眼は、にぶい光を放ち、眉は釣り上がり、唇は刻一刻紫色に変つてゐた。
美奈子が、寝室を出て、居間の方にある卓上の電話を取り上げたときだつた。彼女は、青年の寝室の扉《ドア》が開かれて、其処に寝台が空しく横たはつてゐるのを知つた。
恐しい悲劇の実相が、彼女に判然と判つた。
三
医者が来るまで、瑠璃子は恐ろしい苦痛に悶えてゐた。が、彼女はその苦痛を、ぢつと堪へてゐた。華奢な身体に、致命の傷を負ひながら、彼女は悲鳴一つ揚げなかつた。たゞ抑へ切れない苦痛を、低いうめき声に洩してゐるだけであつた。
美奈子の方が、却つて逆上してゐた。彼女は、母の胸に縋りながら、
「お母様! しつかりして下さい。しつかりして下さい!」と、おろ/\叫んでゐるだけだつた。

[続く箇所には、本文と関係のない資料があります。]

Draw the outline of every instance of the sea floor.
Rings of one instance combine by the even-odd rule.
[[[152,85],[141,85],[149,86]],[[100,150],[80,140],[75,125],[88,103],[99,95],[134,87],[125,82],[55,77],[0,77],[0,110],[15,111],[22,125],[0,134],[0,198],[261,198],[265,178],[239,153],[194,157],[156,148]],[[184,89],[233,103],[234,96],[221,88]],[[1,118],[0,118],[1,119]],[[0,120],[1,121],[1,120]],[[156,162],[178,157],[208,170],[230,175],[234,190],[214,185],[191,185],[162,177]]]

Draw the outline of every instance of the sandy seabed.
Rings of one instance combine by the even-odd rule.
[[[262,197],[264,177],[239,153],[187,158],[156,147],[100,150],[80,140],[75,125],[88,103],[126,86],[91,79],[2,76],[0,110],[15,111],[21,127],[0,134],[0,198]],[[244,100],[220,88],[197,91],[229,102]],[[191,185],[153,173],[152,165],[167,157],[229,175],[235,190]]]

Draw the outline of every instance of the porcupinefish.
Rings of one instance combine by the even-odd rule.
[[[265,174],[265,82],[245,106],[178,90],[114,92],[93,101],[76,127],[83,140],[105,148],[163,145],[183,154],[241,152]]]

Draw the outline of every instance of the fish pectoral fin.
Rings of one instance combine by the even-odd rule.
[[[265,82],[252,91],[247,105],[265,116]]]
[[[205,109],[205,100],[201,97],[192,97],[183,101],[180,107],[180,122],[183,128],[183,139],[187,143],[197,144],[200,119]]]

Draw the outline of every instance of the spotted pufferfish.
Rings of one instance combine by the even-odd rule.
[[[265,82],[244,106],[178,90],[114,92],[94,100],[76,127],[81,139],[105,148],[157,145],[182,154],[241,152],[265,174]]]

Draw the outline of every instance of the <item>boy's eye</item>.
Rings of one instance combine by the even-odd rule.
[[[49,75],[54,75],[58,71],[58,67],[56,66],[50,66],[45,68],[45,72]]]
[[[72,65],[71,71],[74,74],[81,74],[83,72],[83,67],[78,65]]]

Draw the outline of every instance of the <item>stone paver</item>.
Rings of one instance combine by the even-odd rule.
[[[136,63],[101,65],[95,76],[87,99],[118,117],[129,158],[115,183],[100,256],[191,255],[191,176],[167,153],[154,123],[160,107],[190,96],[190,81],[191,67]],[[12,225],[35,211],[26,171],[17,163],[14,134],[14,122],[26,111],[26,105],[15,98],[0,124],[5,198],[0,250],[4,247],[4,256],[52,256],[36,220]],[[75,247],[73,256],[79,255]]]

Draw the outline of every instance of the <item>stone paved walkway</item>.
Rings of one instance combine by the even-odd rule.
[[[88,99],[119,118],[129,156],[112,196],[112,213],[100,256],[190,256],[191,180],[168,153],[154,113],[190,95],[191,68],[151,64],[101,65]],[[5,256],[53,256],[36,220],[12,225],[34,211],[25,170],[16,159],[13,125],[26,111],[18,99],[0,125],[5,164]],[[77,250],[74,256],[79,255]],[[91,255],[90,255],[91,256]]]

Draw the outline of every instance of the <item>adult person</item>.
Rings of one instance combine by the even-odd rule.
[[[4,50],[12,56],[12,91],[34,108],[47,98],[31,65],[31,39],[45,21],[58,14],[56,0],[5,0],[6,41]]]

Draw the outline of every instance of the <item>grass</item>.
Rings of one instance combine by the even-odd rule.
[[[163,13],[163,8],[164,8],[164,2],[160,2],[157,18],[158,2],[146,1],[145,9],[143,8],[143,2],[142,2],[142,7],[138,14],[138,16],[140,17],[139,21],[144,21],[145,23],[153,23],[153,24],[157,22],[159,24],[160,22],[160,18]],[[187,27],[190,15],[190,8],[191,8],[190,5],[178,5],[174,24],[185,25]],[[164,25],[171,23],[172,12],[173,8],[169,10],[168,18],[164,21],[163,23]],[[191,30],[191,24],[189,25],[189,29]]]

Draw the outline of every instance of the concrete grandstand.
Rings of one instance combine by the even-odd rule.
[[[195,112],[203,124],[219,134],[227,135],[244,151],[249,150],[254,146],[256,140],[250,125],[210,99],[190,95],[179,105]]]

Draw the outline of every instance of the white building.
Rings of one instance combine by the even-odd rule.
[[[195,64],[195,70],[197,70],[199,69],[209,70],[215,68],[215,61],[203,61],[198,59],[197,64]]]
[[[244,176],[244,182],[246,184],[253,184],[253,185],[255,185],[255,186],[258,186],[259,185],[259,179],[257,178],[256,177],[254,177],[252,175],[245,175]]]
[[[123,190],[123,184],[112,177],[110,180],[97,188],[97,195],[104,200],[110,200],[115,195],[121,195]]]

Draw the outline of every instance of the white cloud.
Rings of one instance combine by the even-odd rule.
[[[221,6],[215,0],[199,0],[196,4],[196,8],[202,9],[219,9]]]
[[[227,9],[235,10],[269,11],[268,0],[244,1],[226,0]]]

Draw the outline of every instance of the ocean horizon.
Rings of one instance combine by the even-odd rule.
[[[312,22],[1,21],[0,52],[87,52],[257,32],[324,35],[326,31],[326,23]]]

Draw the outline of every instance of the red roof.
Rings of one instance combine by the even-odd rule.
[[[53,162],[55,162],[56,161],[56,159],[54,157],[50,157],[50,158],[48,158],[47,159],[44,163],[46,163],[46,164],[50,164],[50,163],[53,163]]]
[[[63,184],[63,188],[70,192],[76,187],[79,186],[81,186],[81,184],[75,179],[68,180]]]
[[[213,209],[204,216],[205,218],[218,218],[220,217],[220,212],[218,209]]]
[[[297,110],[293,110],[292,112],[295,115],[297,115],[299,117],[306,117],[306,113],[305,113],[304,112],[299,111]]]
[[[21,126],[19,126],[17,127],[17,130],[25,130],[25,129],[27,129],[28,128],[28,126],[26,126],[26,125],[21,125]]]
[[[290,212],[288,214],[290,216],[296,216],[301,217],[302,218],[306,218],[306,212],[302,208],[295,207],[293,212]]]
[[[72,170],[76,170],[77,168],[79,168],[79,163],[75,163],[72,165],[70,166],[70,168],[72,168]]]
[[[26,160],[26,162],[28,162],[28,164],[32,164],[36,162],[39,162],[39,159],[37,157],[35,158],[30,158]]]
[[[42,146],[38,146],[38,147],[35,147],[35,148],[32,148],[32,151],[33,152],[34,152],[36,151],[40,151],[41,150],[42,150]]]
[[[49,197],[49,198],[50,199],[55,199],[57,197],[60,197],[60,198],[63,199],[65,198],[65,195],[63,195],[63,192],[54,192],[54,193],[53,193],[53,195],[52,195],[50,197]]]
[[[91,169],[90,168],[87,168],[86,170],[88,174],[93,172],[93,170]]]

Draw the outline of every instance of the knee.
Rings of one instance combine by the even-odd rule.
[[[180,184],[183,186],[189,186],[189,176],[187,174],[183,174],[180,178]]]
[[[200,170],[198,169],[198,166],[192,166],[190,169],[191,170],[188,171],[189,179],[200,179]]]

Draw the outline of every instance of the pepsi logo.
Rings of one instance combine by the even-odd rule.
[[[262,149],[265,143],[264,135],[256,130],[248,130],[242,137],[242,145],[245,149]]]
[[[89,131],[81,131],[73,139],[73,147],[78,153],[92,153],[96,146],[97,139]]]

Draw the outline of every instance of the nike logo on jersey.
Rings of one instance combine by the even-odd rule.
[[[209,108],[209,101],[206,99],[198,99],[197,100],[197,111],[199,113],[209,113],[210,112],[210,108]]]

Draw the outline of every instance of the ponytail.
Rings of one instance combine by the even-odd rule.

その裡に、瑠璃子は、ふと閉してゐた眼を開いた。そして、異様な光を帯び初めた眸で、ぢつと美奈子を見詰めた。
「お母様! お母様! しつかりして下さい!」
美奈子は、泣き声で叫んだ。
「美奈さん!」
瑠璃子は、身体に残つてゐる力を、振りしぼつたやうな声を出した。